Учительница – миссис Адамс, я почти уверена, что ее зовут миссис Адамс, – делает запись в ноутбуке и захлопывает его, стуча ногтями с красным лаком по его крышке. Закусив губу, я четко осознаю, что, если бы не старалась фигурировать в «блэкберри» Патрика, не удостоилась бы записи в этом ноутбуке.
– Простите, у меня была важная встреча за пределами города. И я была уверена, что Матильду вовремя заберет мой супруг.
– Вчера он предупредил нас, что Матильду заберете вы. Она так обрадовалась, что вы приедете за ней в школу.
«В кои веки» учительница не озвучивает, но ей и не нужно. Я старательно не обращаю на это внимания.
– Извините, я, наверное, неправильно его поняла. Ничего страшного, бывает. Но сейчас я здесь. Пошли домой, Матильда!
Я тянусь за дочкиным ранцем.
– Двадцать фунтов нужно уплатить сейчас.
Учительница встает между мной и Матильдой – эдакий барьер из серого трикотажа загораживает меня от дочери. А если обратиться к ней менее официально, может, это поможет?
– Миссис Адамс, я еще раз извиняюсь за опоздание. К сожалению, двадцати фунтов у меня с собой нет – остатки наличности я потратила на такси, чтобы скорее добраться сюда с вокзала. Вы назначили время, и я едва успела. Деньги мы принесем завтра. Пожалуйста, миссис Адамс…
– Мисс, а не миссис! – резко перебивают меня.
– Мисс Адамс. Простите. Деньги будут завтра. Пошли, Матильда!
Я делаю шаг в сторону и тянусь к дочери. Серый барьер тоже двигается с удивительным проворством для такой ширины.
– Андерсон. Моя фамилия Андерсон. Я отвечаю за группу продленного дня и слежу за пунктуальностью родителей. Завтра штраф составит тридцать фунтов.

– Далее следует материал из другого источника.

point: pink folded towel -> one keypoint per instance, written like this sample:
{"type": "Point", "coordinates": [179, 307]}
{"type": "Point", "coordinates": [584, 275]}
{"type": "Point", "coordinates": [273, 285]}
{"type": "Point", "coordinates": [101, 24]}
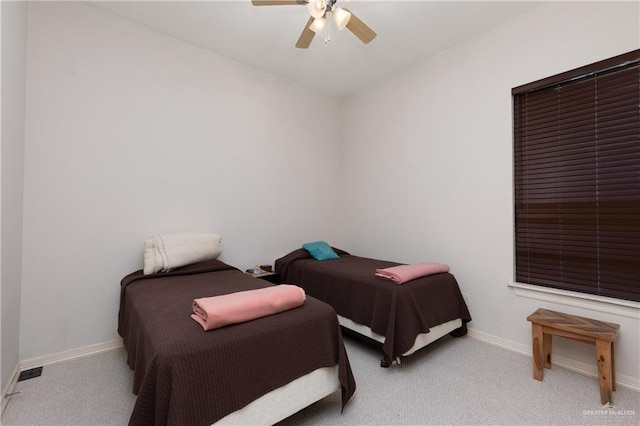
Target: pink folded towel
{"type": "Point", "coordinates": [218, 311]}
{"type": "Point", "coordinates": [403, 273]}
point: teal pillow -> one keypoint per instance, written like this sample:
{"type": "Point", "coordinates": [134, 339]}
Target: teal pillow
{"type": "Point", "coordinates": [320, 250]}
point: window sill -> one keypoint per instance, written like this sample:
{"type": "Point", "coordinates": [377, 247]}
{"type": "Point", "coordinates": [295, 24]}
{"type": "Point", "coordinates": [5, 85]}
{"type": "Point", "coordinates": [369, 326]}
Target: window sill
{"type": "Point", "coordinates": [587, 301]}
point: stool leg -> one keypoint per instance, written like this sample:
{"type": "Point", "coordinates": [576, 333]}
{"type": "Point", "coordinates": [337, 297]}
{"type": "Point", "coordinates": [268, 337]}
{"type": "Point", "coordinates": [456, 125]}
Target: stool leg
{"type": "Point", "coordinates": [536, 344]}
{"type": "Point", "coordinates": [546, 349]}
{"type": "Point", "coordinates": [603, 355]}
{"type": "Point", "coordinates": [613, 367]}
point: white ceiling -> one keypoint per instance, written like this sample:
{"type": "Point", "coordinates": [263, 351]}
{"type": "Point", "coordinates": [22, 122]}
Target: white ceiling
{"type": "Point", "coordinates": [264, 37]}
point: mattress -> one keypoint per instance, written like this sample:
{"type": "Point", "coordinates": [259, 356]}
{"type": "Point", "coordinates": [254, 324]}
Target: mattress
{"type": "Point", "coordinates": [401, 316]}
{"type": "Point", "coordinates": [184, 375]}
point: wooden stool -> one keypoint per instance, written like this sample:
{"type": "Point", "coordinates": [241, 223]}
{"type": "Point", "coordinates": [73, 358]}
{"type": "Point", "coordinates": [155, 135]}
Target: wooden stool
{"type": "Point", "coordinates": [545, 324]}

Порозовев, учительница вскидывает подбородок. Похоже, стычка со мной – гвоздь ее сегодняшней программы.
Я смотрю на часы: мы препираемся уже минут десять. За это с меня тоже оштрафуют?

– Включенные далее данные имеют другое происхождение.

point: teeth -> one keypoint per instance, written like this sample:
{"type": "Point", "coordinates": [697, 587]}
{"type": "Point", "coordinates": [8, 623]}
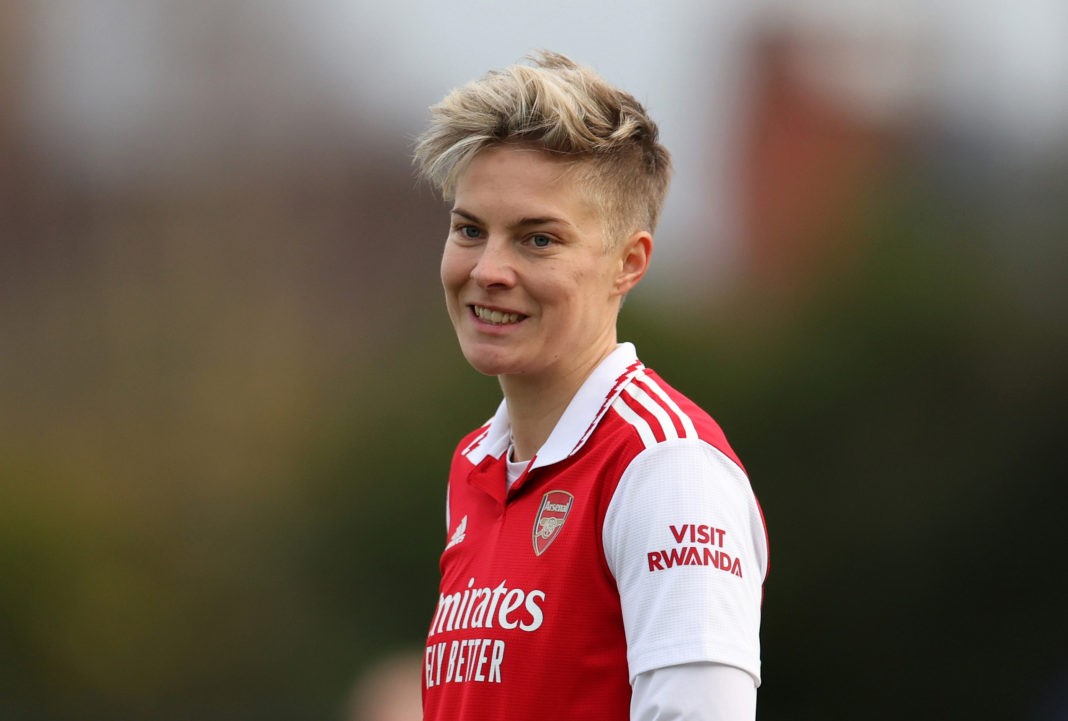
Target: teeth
{"type": "Point", "coordinates": [496, 316]}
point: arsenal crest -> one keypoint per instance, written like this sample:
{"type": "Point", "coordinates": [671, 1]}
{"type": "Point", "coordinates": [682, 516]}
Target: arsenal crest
{"type": "Point", "coordinates": [550, 518]}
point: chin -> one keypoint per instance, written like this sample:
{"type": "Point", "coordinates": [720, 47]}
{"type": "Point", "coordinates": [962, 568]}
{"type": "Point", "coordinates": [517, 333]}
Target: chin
{"type": "Point", "coordinates": [490, 364]}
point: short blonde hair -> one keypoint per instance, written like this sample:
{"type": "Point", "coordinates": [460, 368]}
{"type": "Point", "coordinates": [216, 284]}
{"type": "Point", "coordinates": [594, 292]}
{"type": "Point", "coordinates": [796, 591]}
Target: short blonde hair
{"type": "Point", "coordinates": [559, 107]}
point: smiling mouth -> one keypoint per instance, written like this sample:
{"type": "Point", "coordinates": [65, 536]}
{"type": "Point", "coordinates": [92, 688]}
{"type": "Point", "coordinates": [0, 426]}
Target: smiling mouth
{"type": "Point", "coordinates": [496, 317]}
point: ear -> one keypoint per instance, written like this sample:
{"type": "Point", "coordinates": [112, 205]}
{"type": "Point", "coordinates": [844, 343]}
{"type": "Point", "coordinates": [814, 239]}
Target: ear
{"type": "Point", "coordinates": [634, 255]}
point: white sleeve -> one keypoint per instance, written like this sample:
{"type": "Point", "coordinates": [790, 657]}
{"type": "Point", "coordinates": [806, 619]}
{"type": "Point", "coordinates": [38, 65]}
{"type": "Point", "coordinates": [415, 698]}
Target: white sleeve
{"type": "Point", "coordinates": [685, 539]}
{"type": "Point", "coordinates": [693, 692]}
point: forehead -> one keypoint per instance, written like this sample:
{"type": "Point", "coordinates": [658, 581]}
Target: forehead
{"type": "Point", "coordinates": [523, 179]}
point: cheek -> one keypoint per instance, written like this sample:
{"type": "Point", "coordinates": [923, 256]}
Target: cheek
{"type": "Point", "coordinates": [452, 269]}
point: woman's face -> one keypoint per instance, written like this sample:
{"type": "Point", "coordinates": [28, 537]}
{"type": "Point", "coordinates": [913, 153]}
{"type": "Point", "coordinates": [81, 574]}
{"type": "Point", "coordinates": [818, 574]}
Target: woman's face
{"type": "Point", "coordinates": [531, 285]}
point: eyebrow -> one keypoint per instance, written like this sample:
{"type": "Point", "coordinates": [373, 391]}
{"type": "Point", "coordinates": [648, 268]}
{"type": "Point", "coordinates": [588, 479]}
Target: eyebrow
{"type": "Point", "coordinates": [522, 222]}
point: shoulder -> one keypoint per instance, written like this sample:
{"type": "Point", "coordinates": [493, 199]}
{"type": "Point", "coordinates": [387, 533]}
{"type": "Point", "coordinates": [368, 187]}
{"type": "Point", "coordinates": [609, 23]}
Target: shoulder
{"type": "Point", "coordinates": [657, 414]}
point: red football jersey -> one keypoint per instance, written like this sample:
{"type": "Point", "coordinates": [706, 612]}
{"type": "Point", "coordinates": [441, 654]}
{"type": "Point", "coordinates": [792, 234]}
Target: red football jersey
{"type": "Point", "coordinates": [631, 542]}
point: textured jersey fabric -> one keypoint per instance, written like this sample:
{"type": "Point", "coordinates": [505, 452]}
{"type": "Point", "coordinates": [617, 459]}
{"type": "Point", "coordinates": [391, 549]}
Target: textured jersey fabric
{"type": "Point", "coordinates": [631, 542]}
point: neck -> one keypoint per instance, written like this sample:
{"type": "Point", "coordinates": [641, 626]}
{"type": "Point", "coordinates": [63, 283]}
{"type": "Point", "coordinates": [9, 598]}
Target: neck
{"type": "Point", "coordinates": [535, 405]}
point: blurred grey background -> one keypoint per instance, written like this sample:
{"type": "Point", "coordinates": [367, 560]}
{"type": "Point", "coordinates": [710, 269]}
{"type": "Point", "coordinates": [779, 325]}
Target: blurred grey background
{"type": "Point", "coordinates": [229, 389]}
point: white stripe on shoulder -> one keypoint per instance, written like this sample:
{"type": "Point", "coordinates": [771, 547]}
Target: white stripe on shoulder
{"type": "Point", "coordinates": [666, 425]}
{"type": "Point", "coordinates": [688, 427]}
{"type": "Point", "coordinates": [644, 432]}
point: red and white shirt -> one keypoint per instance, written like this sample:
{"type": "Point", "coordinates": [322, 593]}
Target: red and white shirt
{"type": "Point", "coordinates": [631, 542]}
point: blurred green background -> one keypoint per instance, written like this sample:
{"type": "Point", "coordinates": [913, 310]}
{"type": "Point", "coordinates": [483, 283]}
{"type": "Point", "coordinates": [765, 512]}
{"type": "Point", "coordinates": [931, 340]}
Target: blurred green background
{"type": "Point", "coordinates": [229, 389]}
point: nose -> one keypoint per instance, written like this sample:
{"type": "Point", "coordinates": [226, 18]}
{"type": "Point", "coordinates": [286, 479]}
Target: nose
{"type": "Point", "coordinates": [495, 267]}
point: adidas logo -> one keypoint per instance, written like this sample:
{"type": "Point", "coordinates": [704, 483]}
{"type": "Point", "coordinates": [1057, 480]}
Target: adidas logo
{"type": "Point", "coordinates": [458, 534]}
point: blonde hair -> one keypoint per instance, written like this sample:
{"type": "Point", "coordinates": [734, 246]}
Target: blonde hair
{"type": "Point", "coordinates": [558, 107]}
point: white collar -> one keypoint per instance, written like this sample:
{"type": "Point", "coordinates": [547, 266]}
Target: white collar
{"type": "Point", "coordinates": [579, 420]}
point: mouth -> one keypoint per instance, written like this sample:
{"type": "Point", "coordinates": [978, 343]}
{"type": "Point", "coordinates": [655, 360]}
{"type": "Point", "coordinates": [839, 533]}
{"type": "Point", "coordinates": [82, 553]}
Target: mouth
{"type": "Point", "coordinates": [495, 317]}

– Мисс Андерсон, завтра утром я принесу двадцать фунтов. Наличными. В конверте. Ваше имя на нем напишу. Простите за доставленные неудобства, но сейчас я заберу дочь домой.
Раз – и я протаскиваю Матильду в брешь между стеной и мисс Андерсон. Опустив голову, Матильда бросается ко мне в тот самый момент, когда учительница делает выпад в сторону, чтобы ее перехватить. Мой взгляд учительница встречает совершенно спокойно, а в следующий миг я вывожу из школы и дочь, и сумку на колесиках. Мисс Андерсон что-то бормочет мне вслед про завтрашний день, но с меня хватит. Прочь от здания школы, быстрее за ворота, пока меня не притянуло обратно под злой взгляд учительницы! Останавливаюсь я, лишь свернув за угол.
Я притягиваю Матильду к себе и обнимаю:
– Прости, милая, я боялась, что она никогда нас не отпустит.
– Она так злилась! – шепчет мне в плечо Матильда с восторгом и страхом.
– Знаю, знаю, прости! Пошли, конфет купим. Нужно какое-то лекарство от шока…
Матильда смеется, и в первом попавшемся магазине я покупаю ей две упаковки желейных «Миллионс» и чупа-чупс.
Мы медленно спускаемся по холму к Арчуэю. Лондонский горизонт плывет перед глазами, силуэт Шарда[12] вспарывает туман, который я отказываюсь считать слезами. По крайней мере, Матильда довольна и с удовольствием уплетает конфеты. Я вытираю глаза рукавом. Таскать за собой сумку на колесиках надоело до ужаса – бросить бы ее в ближайшую урну, запихнуть и примять, чтобы утонула в море оберток от бургеров и пакетиков с собачьим дерьмом. Это же ярмо по-современному, отличительный знак барристеров, кочующих по уголовным судам на юго-востоке. Я снова вытираю лицо рукавом, слезы наконец отступают.
– Такое больше не повторится! – обещаю я, опускаясь на колени рядом с дочкой.